Here’s an example (which triggered this thought process in me)…Imagine a person who is born deaf and never learns a structured language (i.e. sign language, written language, etc). To this person, letters, words, and phrases do not correspond with what one would expect. This is no different than one who encounters an unknown language. Our example person is also an artist. Must his art convey meaning? In a recent seminar I attended, some people contended that all art must convey meaning. However, I disagree. Meaning is a product of language because meaning can only be conveyed by appealing to a common language. For instance, the meaning of this post is predicated upon a commonality of language between myself and you, the reader. When there is no commonality, the meaning I am conveying (if any) is lost; for example, if this post was written in Swahili, the current readership would not be able to understand it. It is in this sense that meaning is a product of language.
Now, back to our deaf artist. Sure, he could have been communicating something, but we, as foreigners to his world of language, are unable to discern that meaning. Any understanding we interpret from his artwork is what we have imposed on the art. If instead of art, he wrote a text in an unknown language (so unknown that his writing is the only existing sample), we’d have no linguistic context to properly frame it. We have no Rosetta Stone which we could use to decipher his language.

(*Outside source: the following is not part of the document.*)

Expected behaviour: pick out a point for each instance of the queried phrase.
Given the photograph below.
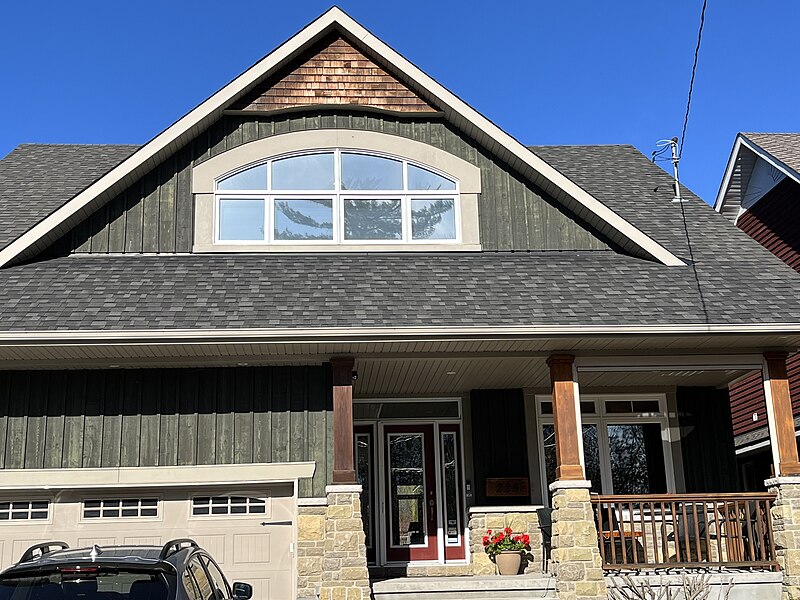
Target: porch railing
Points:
(686, 530)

Furthermore, we have no guarantee that our deaf artist was even trying to communicate something. For all we know, he was doodling (quite extensively, but doodling nevertheless) without any intent of communication. He could have been drawing what he saw through a lens of what he felt–in other words, a private language (and I hope my allusion to Wittgenstein is not lost). We are trying to find meaning where it is possible no meaning exists.
Another example, possibly more concrete, is the recent film Burn After Reading. Brad Pitt’s character comes across some documents which he suspects are highly classified CIA information. In reality, these are just notes from a relatively low ranking, retired CIA agent played by John Malkovich. The movie is interspersed with a running conversation between two higher-ranking CIA officials trying to figure out what is happening. As the discourse between Pitt and Malkovich continues with attempts to blackmail, extort, and include foreign agencies (the Russians for instance), the two CIA officials are at a complete loss. The entire movie is based on three separate language games: Pitt’s belief that he has valuable information, Malkovich’s discovery that his personal notes have been stolen, and the CIA’s attempt to reconcile those to their understanding that the information is not valuable at all. In the end, Malkovich and Pitt are removed from the plot and the CIA’s response is on the lines of “whatever happened, it wasn’t important, but we’ll cover it up just to be sure.” In other words, the CIA never discovers the hidden discourses and continues on with normal life because those discourses did not matter in the first place. The hidden languages that Pitt and Malkovich operated within had no value in the economy that the CIA was interested–they were meaningless.
So what is the point of all of this meandering? Only to say that meaning is a product of language and is not always necessary or guaranteed. Or, to recycle Freud: “sometimes a cigar is just a cigar.”